InnoEnergy, backed by the European Union, and Demeter Investment Managers said the EBA Strategic Battery Materials Fund would focus its efforts on critical minerals including lithium, nickel, cobalt, manganese and graphite.
Amid surging demand for electric batteries for transport and industry, the bloc is seeking to reduce its reliance on foreign supplies as part of the EU’s Critical Raw Materials Act.
As the manager of the EU-backed European Battery Alliance, InnoEnergy aims to create a complete domestic battery value chain to boost the bloc’s sovereignty.
“Any value chain is as strong as the weakest of its links and today the weakest of the links is the upstream,” including mining to recycling, and where 90 per cent of current supply comes from China, said Diego Pavia, chief executive of InnoEnergy, who was attending the World Economic Forum in Davos, Switzerland.
Commission Executive Vice-President Maros Sefcovic said in a statement that the battery industry was of “strategic importance and a key battleground for global competitiveness”, adding securing raw materials was “the single biggest task ahead”.
Over time, the aim is to secure 40 per cent to 50 per cent of the necessary supply through projects that will ultimately cost around €7 billion or €8 billion but which may prove slow to get off the ground without the willingness of the fund to take development risks.
“We are solving the risky phases,” Pavia said.
Established in 2010 and backed by 35 corporate and financial investors, InnoEnergy has so far invested its balance sheet in 200 companies with a combined €110 billion in revenue, including battery makers Northvolt and Verkor.
Once the money is raised, Demeter, which manages €1.3 billion and has invested in 230 companies and projects over 17 years, will act as investment manager while InnoEnergy will help identify and support potential projects.
At least 70 per cent of the investments made by the fund will be in projects aimed at boosting domestic production from mining, processing, refining and recycling, with the rest in countries such as Canada, Namibia and Argentina.

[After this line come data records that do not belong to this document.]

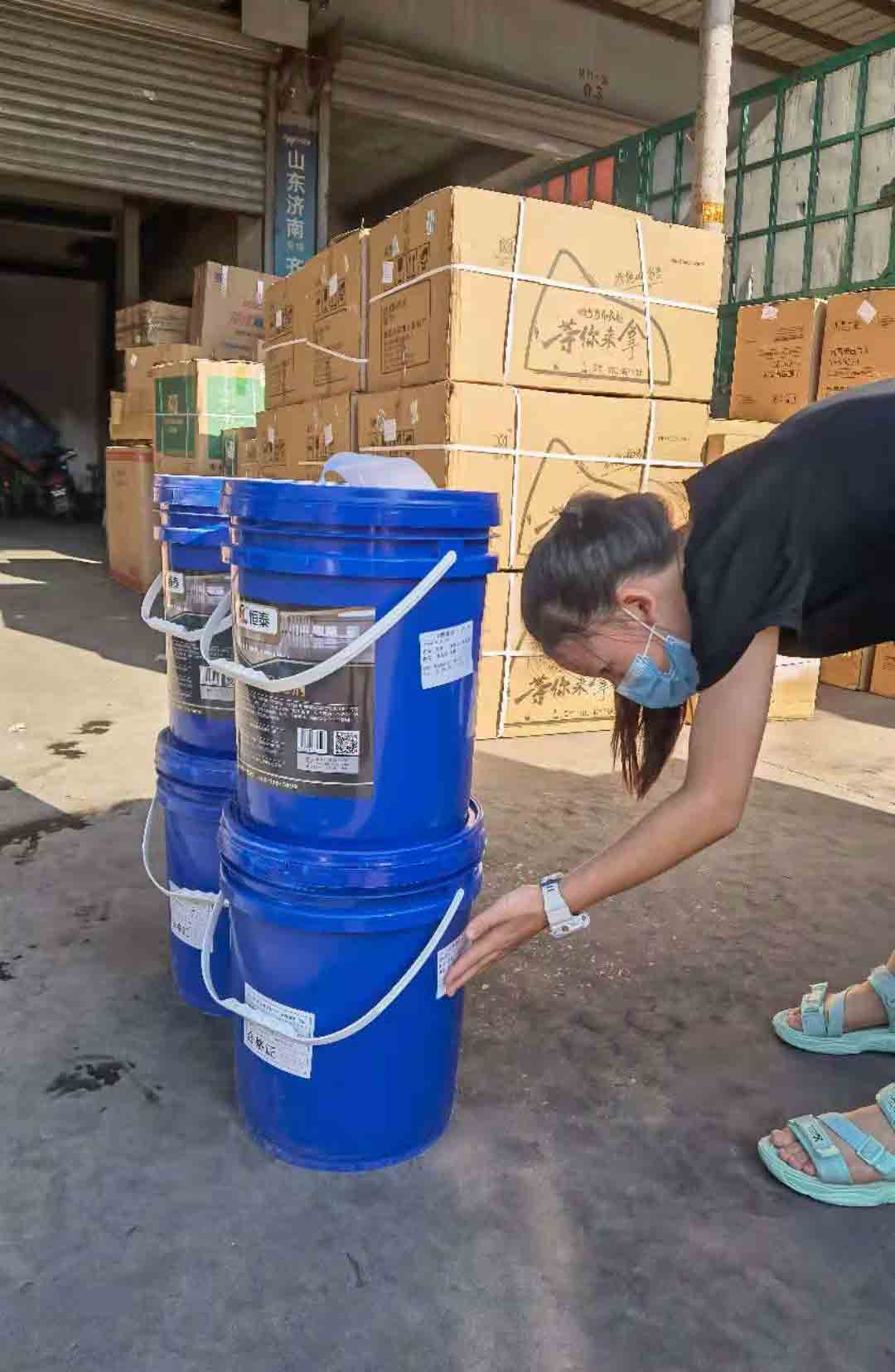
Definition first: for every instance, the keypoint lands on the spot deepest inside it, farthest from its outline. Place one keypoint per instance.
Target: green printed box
(194, 403)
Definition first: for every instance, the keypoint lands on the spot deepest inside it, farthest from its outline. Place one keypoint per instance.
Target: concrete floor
(597, 1205)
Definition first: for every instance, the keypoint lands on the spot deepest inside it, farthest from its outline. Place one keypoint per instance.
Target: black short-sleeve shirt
(798, 531)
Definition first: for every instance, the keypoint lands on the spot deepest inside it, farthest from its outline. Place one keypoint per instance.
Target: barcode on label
(312, 740)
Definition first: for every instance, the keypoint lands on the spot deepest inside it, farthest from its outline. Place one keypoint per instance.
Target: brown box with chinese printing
(316, 326)
(520, 692)
(474, 286)
(859, 341)
(535, 449)
(133, 554)
(152, 322)
(883, 675)
(228, 311)
(727, 437)
(297, 439)
(850, 671)
(777, 359)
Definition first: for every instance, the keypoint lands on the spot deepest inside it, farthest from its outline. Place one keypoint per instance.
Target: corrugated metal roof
(830, 25)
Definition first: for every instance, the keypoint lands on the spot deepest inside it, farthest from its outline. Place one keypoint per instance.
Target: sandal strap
(886, 1100)
(811, 1010)
(868, 1148)
(823, 1150)
(883, 983)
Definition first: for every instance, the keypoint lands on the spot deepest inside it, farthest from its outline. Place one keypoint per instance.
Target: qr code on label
(346, 742)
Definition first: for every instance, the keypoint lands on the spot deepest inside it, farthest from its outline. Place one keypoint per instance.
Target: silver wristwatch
(559, 917)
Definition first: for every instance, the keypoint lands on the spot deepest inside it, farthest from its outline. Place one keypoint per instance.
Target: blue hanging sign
(295, 217)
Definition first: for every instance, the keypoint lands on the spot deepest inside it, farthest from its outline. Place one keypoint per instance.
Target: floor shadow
(70, 596)
(597, 1200)
(857, 704)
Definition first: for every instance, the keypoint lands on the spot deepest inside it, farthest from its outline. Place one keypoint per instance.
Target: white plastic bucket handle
(165, 626)
(283, 1027)
(221, 619)
(210, 896)
(372, 470)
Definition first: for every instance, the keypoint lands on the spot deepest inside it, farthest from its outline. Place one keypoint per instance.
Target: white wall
(52, 347)
(544, 46)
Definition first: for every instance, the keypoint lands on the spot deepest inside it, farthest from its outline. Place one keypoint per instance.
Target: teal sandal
(823, 1028)
(832, 1183)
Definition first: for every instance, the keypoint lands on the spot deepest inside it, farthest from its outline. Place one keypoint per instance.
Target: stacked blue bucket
(196, 756)
(351, 853)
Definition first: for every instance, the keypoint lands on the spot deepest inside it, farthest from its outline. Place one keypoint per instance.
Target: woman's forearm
(680, 826)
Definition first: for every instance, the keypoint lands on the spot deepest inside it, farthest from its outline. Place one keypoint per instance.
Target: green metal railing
(807, 205)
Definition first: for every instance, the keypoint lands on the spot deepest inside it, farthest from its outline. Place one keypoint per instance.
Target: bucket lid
(177, 761)
(359, 506)
(290, 866)
(192, 493)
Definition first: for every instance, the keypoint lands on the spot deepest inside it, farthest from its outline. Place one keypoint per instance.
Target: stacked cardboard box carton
(777, 359)
(859, 342)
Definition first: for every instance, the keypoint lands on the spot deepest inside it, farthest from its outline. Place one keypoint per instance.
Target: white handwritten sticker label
(190, 915)
(445, 959)
(259, 619)
(447, 655)
(278, 1049)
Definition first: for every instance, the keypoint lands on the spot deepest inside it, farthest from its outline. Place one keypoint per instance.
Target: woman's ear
(639, 600)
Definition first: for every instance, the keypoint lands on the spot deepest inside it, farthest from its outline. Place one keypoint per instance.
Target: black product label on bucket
(317, 740)
(192, 685)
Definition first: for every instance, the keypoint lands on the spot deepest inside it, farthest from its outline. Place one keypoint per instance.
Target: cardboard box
(777, 359)
(522, 445)
(859, 342)
(133, 556)
(240, 452)
(127, 426)
(295, 441)
(567, 328)
(227, 319)
(850, 671)
(138, 383)
(883, 674)
(522, 696)
(794, 693)
(728, 435)
(194, 403)
(324, 307)
(152, 322)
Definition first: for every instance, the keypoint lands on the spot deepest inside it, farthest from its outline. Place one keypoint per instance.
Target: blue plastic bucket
(194, 579)
(317, 939)
(380, 752)
(191, 790)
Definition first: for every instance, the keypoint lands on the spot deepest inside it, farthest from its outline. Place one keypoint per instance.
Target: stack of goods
(777, 359)
(196, 403)
(850, 671)
(351, 853)
(315, 350)
(729, 435)
(859, 342)
(133, 556)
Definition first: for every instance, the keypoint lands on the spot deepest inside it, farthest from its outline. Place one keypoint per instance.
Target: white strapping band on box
(643, 298)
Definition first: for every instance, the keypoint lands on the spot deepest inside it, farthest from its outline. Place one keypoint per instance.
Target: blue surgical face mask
(646, 684)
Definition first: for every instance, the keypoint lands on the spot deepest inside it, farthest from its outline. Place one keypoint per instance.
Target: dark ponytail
(571, 582)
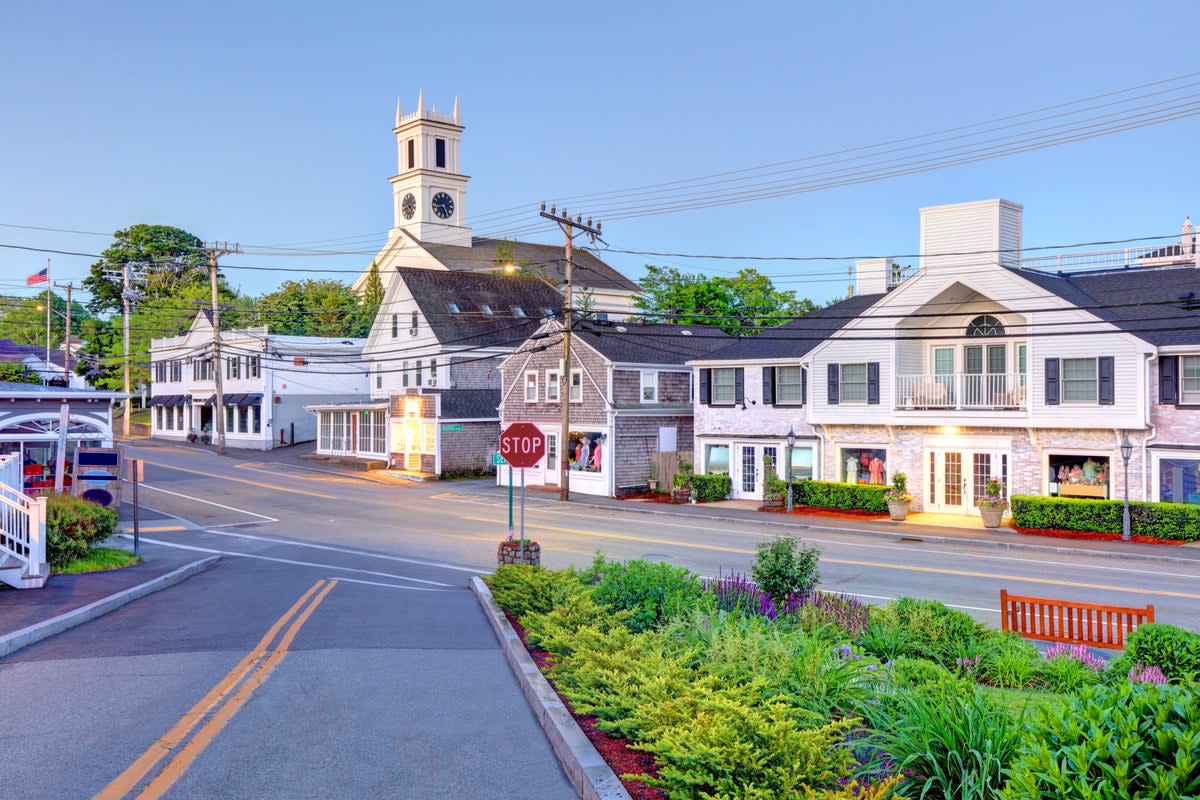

One key focus of the fund will be to find more environmentally friendly ways of extracting and treating the raw materials, such that it can be classed as an Article 8 fund under the EU’s Sustainable Finance Disclosure Regulation.
Antoine Troesch, managing partner at Demeter, said new techniques being developed were “less intrusive” to the environment. “This is where we want to be quite different.”